Je n’ai plus jamais revu la Mini blanche. Deux jours plus tard, le lundi, mon père a réceptionné une Rover noire, avec des sièges en cuir rouge craquelé. C’était une plus grosse voiture que la Mini, mais pas aussi confortable. Une odeur de vieux cigares imprégnait le cuir des banquettes, et les longs trajets à l’arrière de la Rover nous ont toujours donné la nausée.
La Rover noire n’a pas été seule à arriver ce lundi matin. J’ai également reçu une lettre.
J’avais sept ans, et jamais je ne recevais de lettres. Je recevais des cartes, pour mon anniversaire, de mes grands-parents et d’Ellen Henderson, une amie de ma mère que je ne connaissais pas. Pour mon anniversaire, Ellen Henderson, qui vivait dans un camping-car, m’envoyait un mouchoir. Je ne recevais pas de lettres. Néanmoins, je vérifiais le courrier chaque jour pour voir s’il y avait quelque chose pour moi.
Et ce matin-là, c’était le cas.
J’ai ouvert l’enveloppe, je n’ai pas compris ce que je voyais et je l’ai apporté à ma mère.
« Tu as gagné aux obligations à prime, m’a-t-elle dit.
— Qu’est-ce que ça veut dire ?
— À ta naissance – à la naissance de tous ses petits-enfants –, ta grand-mère t’a acheté une obligation à prime. Et si ton numéro sort, tu peux gagner des milliers de livres.
— Et j’ai gagné des milliers de livres ?
— Non. » Elle a parcouru le morceau de papier. « Tu as gagné treize livres et onze shillings. »
J’étais triste de ne pas avoir gagné des milliers de livres (je savais déjà ce que j’allais acheter avec. Je me paierais un endroit où je pourrais me retrouver tout seul, une sorte de Batcave, avec une entrée dérobée), mais j’étais ravi de me retrouver en possession d’une fortune qui dépassait tous mes rêves jusque-là. Treize livres et onze shillings. Pour un penny, je pouvais acheter quatre petits bonbons à l’anis ou aux fruits ; ils coûtaient un farthing l’un, même si les farthings n’existaient plus. Treize livres et onze shillings, à deux cent quarante pennies dans une livre et quatre bonbons par penny(2), ça représentait… plus de bonbons que je ne pouvais aisément en concevoir.
« Je verserai ça sur ton compte à la Poste », a dit ma mère, brisant mes rêves.
Je n’avais pas plus de bonbons que je n’en avais eu le matin même. Pourtant, j’étais riche. Plus riche de treize livres et onze shillings que je ne l’étais quelques instants plus tôt. Je n’avais jamais rien gagné, jamais.
Je lui ai demandé me montrer une fois de plus le morceau de papier avec mon nom dessus, avant qu’elle ne le range dans son sac à main.
C’était le lundi matin. Cet après-midi-là, le très vieux M. Wollery, qui venait les lundis et jeudis après-midi s’occuper du jardin (Mme Wollery, sa tout aussi vieille épouse, qui portait des caoutchoucs, d’énormes protections de chaussures semi-transparentes, venait le mercredi après-midi s’occuper du ménage), binait le potager et a déterré une bouteille remplie de pennies, de demi-pence, de pièces de trois pence et même de farthings. Aucune n’était datée de plus tard que 1937, et j’ai passé l’après-midi à les briquer avec de la sauce brune et du vinaigre, pour les faire reluire.

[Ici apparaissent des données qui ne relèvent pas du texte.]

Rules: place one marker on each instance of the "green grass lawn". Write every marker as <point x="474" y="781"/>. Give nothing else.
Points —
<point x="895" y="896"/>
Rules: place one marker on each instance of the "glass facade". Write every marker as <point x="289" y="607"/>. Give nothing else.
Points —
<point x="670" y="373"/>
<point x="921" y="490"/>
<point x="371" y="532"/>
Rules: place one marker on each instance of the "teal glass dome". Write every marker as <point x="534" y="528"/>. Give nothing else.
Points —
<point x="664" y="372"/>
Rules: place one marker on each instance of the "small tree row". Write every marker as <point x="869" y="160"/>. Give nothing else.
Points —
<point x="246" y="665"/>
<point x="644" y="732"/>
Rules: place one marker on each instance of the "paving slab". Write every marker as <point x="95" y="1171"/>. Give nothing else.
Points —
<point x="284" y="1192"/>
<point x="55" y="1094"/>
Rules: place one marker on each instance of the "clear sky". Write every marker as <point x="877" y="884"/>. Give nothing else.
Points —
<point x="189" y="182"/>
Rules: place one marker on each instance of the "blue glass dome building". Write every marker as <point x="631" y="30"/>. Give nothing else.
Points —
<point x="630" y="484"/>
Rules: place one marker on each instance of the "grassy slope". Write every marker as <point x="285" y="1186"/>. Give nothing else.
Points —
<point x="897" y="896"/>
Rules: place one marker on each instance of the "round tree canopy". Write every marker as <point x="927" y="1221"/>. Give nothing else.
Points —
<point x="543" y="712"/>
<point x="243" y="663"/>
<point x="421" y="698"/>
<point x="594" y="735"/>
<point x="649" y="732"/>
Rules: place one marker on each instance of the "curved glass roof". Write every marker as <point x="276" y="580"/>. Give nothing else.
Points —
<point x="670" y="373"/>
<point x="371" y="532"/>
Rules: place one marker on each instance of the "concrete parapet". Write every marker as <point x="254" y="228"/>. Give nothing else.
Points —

Ma mère a déposé la bouteille de vieilles monnaies sur le manteau de la cheminée dans la salle à manger, et dit qu’elle voyait bien un collectionneur de pièces en offrir plusieurs livres.
Je suis allé me coucher heureux et surexcité, ce soir-là. J’étais riche. On avait mis au jour un trésor enfoui. Le monde était un bel endroit.
Je ne me souviens pas comment les rêves ont commencé. Mais c’est normal, avec les rêves, non ? Je sais que j’étais à l’école et que la journée se passait mal, à me cacher du type de gamins qui me frappaient et me traitaient de tout ; mais ils me trouvaient quand même, dans les profondeurs du bosquet de rhododendrons derrière l’école, et j’ai su que ce devait être un rêve (pourtant, je ne le savais pas dans le rêve, c’était réel et c’était vrai) parce que mon grand-père se trouvait parmi eux, ainsi que ses amis, des vieillards à la peau grise et à la toux sèche. Ils tenaient des crayons bien taillés, de ceux qui faisaient saigner quand on vous piquait avec. Je les fuyais, mais ils étaient plus rapides que moi, les vieillards et les grands, et ils me rattrapaient dans les toilettes des garçons, où je m’étais tapi dans un des cabinets. Ils me plaquaient au sol, me forçaient à ouvrir grand la bouche.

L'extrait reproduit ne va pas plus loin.